Song Meaning
The narrator's existence seems entirely defined by another person, a dynamic laid bare in the opening lines. "It's my only plan," they confess, a stark admission of dependency, finding purpose in "eating from the palm of your hands." This isn't just about pleasing; it's about being "lifted from my knees," suggesting a state of helplessness that this relationship alleviates. The repeated plea for the other to "let your hero shine" and the request for an "alibi" paint a picture of someone seeking validation and perhaps complicity, ready to disappear "when they look, I'm gone."
The core tension emerges in the refrain: "They killed him for the crime / But I know they're mistaken / It was me the whole time." This is a confession of guilt, a claim of responsibility for an act that has been attributed to someone else. The narrator takes ownership of a transgression, suggesting a deep-seated, perhaps self-destructive, desire to be seen as the perpetrator, even if it means being misunderstood or punished.
The second verse deepens this sense of mirroring and desperation. The narrator echoes the other's actions: "What you do, I do / (I do too, I do)." There's a desperate attempt to recapture past "fun," but it’s laced with the acknowledgment of wasted time and a looming departure: "I'm leaving you tomorrow." The line "Let me kill my mind" hints at a desire for oblivion, a way to escape the consequences or the suffocating nature of this codependent bond.

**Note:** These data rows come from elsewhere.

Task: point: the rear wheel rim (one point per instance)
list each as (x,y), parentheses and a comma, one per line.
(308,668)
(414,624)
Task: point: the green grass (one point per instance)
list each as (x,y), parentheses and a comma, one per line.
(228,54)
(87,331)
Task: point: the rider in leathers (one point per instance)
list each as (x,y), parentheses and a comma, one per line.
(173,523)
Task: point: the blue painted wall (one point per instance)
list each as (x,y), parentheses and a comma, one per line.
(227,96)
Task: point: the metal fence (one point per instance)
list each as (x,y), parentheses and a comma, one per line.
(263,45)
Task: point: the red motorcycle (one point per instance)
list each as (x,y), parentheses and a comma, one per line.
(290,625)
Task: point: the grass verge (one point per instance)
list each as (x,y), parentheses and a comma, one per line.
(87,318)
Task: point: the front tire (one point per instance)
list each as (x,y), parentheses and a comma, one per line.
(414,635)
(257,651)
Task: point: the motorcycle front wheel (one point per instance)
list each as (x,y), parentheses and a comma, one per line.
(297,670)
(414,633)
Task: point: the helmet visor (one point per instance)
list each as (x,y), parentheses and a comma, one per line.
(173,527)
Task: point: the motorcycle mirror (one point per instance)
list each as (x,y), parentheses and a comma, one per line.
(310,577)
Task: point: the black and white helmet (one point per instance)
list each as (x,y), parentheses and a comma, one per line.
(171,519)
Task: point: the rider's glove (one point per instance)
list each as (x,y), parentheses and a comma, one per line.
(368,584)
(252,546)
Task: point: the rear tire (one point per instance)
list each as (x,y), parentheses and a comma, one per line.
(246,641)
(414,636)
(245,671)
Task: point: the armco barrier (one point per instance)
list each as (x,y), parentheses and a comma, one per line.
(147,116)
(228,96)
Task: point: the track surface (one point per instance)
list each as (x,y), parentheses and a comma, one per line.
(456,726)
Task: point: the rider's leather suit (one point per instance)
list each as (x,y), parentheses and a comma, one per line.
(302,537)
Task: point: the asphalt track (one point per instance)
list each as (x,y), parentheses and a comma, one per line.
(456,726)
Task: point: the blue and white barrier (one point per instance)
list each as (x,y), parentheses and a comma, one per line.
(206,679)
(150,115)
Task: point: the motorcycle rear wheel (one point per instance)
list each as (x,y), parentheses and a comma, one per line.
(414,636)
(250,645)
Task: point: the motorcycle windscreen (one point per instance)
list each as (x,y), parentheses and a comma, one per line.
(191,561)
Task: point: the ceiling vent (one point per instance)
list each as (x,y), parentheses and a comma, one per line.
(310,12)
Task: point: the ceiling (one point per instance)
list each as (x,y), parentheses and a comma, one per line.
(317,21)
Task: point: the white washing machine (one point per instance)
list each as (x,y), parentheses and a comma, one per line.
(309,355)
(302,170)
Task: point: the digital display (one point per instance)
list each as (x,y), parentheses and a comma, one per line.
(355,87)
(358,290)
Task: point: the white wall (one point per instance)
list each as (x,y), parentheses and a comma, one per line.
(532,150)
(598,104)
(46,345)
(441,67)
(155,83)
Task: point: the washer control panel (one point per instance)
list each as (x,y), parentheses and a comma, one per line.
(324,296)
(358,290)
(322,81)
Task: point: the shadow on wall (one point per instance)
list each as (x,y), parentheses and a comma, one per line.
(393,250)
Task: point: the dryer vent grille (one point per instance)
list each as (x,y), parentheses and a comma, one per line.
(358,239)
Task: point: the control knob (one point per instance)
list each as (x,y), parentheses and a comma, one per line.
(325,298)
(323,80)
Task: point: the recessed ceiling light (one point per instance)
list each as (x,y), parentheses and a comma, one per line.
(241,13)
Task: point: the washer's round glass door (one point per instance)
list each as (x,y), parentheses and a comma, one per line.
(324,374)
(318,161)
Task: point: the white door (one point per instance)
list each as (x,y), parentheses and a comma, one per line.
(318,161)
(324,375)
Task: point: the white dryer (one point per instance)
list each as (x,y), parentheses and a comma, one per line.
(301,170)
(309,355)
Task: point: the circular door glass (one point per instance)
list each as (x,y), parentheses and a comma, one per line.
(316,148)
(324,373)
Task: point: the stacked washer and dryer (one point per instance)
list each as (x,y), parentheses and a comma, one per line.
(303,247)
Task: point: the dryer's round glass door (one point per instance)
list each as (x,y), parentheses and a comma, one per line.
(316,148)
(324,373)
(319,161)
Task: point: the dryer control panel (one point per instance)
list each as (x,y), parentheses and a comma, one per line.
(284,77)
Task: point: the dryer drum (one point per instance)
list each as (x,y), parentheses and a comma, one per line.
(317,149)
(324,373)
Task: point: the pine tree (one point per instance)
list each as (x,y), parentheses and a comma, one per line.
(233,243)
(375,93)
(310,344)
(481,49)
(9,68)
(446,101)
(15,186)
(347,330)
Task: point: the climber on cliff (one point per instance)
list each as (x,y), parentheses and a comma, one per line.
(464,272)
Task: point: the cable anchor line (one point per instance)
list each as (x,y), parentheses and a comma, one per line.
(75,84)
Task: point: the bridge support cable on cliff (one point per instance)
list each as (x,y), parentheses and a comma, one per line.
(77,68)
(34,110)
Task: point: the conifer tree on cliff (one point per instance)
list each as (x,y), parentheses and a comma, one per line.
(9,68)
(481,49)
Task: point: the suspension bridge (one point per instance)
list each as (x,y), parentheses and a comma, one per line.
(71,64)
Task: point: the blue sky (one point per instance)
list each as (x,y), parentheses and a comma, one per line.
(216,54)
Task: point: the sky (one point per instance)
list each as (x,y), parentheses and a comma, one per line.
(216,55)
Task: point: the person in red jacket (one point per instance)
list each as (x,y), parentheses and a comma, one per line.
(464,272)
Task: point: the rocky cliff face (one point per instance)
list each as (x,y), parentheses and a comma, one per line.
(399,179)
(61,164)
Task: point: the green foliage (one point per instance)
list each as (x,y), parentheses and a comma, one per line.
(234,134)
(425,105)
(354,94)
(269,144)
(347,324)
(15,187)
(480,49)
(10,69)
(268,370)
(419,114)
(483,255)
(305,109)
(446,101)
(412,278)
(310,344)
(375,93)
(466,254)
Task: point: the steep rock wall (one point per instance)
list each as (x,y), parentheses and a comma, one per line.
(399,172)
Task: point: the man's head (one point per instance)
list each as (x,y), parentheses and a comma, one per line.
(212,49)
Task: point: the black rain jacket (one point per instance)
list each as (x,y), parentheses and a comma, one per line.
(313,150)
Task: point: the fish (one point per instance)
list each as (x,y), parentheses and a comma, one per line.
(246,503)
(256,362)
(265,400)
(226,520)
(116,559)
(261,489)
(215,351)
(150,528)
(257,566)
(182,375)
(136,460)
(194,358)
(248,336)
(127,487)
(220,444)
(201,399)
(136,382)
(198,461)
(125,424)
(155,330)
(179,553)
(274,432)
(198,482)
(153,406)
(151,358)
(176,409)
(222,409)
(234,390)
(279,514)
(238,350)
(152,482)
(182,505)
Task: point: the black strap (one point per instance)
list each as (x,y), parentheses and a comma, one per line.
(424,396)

Ultimately, the lyrics construct a narrative of profound entanglement and self-erasure. The narrator's identity is so intertwined with the other that they are willing to claim a crime they didn't commit, or perhaps did commit and are now confessing in a roundabout way. The repeated warning, "Careful what you do / Or I'm leaving without you," underscores the precariousness of this connection, a final, desperate assertion of agency in a relationship that otherwise seems to consume their will.